Chatah, who had previously served as Lebanon’s ambassador to the United States, made no secret of his political views. He ran a blog and a Twitter feed that blasted both Hezbollah and the Assad regime. He criticized the Lebanese Shiite paramilitary group on Twitter an hour before his death, writing that it "is pressing hard to be granted similar powers in security & foreign policy matters that Syria exercised in Lebanon for 15 yrs."
He was even more hostile to the Assad regime, which he saw as a ruthless dictatorship that was being kept alive only by Iranian support in the face of a popular uprising. "The Assad regime is incapable of adapting to a powersharing arrangement," he wrote in his last blog post. "The regime is brittle and fragile as it is brutal and ruthless. It can break but cannot bend. Assad knows it and Iran knows it."
It was not, however, Chatah’s anti-Assad and anti-Hezbollah views that set him apart from others in the Lebanese political sphere. As a Sunni politician and a Hariri ally, those were to be expected. Rather, what distinguished him was his keen sense of history, and a curiosity about where his community and the region were heading. He often sounded more like a professor than a politician: The last time we met, he wanted to speak not of the daily political feuds in Beirut, but the larger shifts in U.S. policy toward the Middle East and the asymmetrical strategies that allowed Iran to compete for influence with the world’s greatest superpower.
Andrew Exum, a former special advisor for Middle East policy at the Defense Department who met with Chatah in the course of his work, described him as "the Westerner’s ideal of a Lebanese politician – urbane, highly educated, [and] secular."

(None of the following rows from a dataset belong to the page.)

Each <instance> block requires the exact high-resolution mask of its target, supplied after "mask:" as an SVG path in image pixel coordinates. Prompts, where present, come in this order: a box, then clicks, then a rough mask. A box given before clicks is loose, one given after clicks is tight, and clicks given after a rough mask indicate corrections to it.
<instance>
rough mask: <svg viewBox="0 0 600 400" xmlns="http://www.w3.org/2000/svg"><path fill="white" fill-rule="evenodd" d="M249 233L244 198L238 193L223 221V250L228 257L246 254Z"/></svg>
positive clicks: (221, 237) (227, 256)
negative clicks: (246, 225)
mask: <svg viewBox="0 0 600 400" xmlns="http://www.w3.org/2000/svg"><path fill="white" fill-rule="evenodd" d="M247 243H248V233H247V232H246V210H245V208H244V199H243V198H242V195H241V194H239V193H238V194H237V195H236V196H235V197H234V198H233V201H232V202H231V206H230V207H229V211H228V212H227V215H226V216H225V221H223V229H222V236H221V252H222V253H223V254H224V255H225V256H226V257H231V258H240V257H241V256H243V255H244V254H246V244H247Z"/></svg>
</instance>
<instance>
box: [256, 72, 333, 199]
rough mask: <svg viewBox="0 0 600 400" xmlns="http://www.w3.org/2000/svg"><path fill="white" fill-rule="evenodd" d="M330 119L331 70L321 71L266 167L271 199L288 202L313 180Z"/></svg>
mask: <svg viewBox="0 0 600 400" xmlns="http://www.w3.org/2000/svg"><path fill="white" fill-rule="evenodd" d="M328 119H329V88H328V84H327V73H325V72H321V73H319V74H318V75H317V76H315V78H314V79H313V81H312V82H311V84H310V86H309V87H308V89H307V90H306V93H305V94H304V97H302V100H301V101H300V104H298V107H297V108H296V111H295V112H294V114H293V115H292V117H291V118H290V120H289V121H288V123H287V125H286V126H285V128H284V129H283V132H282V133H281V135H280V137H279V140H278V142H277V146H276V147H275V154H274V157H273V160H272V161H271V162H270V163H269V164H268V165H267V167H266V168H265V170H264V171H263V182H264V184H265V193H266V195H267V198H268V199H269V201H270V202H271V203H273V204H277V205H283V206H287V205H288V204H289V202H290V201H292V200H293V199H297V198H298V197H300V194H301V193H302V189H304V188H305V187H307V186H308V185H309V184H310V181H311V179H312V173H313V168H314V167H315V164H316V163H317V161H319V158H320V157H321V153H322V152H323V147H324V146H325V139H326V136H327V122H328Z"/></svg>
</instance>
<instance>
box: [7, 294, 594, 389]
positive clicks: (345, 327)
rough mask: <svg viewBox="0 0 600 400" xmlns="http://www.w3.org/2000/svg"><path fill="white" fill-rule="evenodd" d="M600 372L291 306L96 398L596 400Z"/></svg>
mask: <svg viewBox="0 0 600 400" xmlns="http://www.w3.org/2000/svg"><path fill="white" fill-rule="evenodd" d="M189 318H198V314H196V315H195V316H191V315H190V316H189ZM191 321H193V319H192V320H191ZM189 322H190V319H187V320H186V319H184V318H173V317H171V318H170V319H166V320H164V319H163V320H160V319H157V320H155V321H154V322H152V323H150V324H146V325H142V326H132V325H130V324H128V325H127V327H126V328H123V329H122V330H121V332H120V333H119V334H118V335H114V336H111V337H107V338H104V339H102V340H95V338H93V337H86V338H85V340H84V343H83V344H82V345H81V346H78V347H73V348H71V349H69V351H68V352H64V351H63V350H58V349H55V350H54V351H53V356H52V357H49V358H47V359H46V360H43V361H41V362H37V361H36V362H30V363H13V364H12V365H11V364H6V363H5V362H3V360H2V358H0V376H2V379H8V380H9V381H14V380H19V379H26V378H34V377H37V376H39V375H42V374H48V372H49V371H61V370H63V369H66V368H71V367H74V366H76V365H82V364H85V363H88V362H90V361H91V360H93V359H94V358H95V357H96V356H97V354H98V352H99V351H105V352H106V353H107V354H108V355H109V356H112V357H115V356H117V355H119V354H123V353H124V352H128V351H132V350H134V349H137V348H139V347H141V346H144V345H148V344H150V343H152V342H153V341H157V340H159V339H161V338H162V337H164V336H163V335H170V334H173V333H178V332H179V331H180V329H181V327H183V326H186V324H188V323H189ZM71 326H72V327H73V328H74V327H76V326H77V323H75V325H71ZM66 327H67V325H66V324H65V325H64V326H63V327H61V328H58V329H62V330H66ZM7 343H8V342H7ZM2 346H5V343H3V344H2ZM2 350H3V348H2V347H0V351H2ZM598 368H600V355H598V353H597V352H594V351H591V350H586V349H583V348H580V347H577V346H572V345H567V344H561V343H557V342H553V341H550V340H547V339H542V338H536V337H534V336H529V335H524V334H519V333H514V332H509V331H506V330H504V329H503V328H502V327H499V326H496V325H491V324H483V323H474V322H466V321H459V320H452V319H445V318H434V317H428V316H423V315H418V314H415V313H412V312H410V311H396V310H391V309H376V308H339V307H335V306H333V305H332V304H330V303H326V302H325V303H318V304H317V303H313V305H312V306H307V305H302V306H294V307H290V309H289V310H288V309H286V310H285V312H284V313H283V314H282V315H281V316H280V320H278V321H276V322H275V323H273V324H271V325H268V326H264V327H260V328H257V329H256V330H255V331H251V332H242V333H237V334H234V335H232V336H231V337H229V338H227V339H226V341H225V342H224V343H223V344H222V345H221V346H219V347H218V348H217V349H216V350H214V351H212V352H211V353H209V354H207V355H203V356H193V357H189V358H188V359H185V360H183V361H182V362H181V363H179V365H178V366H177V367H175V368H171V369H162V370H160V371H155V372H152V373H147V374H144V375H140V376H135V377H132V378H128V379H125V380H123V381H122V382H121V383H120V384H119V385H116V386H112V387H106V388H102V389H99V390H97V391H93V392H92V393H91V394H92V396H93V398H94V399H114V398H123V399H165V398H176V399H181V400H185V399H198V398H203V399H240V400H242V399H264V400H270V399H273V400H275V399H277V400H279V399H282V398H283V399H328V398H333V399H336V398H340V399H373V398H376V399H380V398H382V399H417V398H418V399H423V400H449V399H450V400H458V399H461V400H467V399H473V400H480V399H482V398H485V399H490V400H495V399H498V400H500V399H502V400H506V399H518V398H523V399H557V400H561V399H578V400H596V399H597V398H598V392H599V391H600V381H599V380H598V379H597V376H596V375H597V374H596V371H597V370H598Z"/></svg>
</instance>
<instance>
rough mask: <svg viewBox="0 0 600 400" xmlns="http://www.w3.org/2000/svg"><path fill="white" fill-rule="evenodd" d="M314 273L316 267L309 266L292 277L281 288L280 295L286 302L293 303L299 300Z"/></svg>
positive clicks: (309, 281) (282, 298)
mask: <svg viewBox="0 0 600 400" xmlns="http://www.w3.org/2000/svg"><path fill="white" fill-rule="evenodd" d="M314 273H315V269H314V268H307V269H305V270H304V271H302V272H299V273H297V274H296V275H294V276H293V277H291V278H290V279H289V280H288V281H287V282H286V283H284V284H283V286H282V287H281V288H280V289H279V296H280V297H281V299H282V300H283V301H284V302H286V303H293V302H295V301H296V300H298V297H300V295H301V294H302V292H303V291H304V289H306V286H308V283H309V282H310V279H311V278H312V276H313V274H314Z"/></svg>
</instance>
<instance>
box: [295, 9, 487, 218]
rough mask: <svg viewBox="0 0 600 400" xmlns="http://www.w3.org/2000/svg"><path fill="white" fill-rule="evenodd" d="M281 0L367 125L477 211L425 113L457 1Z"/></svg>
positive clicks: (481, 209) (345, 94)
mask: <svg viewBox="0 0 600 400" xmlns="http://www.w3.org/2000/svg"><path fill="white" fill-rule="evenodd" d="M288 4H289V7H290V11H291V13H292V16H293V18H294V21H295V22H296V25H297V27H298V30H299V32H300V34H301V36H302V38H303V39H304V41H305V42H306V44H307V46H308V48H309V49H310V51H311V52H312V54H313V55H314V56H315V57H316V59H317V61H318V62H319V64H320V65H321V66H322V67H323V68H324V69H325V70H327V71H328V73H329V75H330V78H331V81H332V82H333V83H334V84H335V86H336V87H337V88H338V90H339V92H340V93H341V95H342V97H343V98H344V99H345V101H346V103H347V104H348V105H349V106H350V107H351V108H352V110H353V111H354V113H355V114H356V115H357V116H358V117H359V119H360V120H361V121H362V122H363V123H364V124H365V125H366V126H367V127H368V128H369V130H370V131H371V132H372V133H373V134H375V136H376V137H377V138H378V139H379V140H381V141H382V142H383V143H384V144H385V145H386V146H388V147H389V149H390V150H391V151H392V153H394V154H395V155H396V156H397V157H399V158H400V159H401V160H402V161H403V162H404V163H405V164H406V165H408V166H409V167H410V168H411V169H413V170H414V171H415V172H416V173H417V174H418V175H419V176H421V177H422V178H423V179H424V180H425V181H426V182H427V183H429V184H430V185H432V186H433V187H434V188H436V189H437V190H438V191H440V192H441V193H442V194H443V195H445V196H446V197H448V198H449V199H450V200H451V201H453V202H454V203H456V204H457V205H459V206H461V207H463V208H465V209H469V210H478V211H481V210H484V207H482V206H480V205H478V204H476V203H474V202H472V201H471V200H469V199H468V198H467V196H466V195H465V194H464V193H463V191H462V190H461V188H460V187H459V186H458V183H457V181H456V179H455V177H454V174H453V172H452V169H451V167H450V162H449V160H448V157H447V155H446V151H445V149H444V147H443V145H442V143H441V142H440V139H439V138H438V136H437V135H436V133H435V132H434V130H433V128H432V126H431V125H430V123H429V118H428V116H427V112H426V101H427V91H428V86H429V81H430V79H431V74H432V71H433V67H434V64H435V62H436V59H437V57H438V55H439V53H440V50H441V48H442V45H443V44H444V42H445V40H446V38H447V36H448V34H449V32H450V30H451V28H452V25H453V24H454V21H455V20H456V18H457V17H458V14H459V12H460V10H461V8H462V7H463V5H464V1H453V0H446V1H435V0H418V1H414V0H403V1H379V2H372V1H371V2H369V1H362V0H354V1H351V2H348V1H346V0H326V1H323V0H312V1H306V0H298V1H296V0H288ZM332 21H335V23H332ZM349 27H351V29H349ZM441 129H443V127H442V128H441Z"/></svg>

Exum described Chatah’s attractiveness to a Western audience as potentially as much a liability as a benefit. With the U.S.-led war in Iraq, the Hariri assassination, and persistent sectarian violence in Lebanon, he feared, the Sunni community was becoming more attracted to fundamentalist clerics than moderate, secular politicians like Chatah. "I warned Chatah that Saad Hariri’s continued absence from Lebanon [he left in 2011 and has not returned since] was only exacerbating the dangerous political trends," he said. "Lebanon’s Sunnis were growing more radicalized, with dangerous consequences for everyone from the United States and Israel to the Hezbollah-supporting Shia community in Lebanon."
The fallout from Chatah’s killing, however, could provoke an intensely local reaction. He hailed from Tripoli, and some shops there have already closed to mourn his death. The northern city was already on a knife’s edge: A grenade attack hit an army convoy there last night, and Human Rights Watch has warned that the "government’s security response has been weak" in the face of fighting between the Sunni and Alawite communities there. The city could see an upsurge of violence as factions seize on the popular anger from the blast to settle local scores.
There is also the bigger question of whether the Syrian war will drag Lebanon into full-blown civil conflict. Chatah had hoped that Lebanon just might muddle through — that a regional accord and the state’s institutions, as weak as they may be, could protect the country from chaos. Nobody can yet say whether those hopes are completely dashed, but the future looks grimmer than it did yesterday.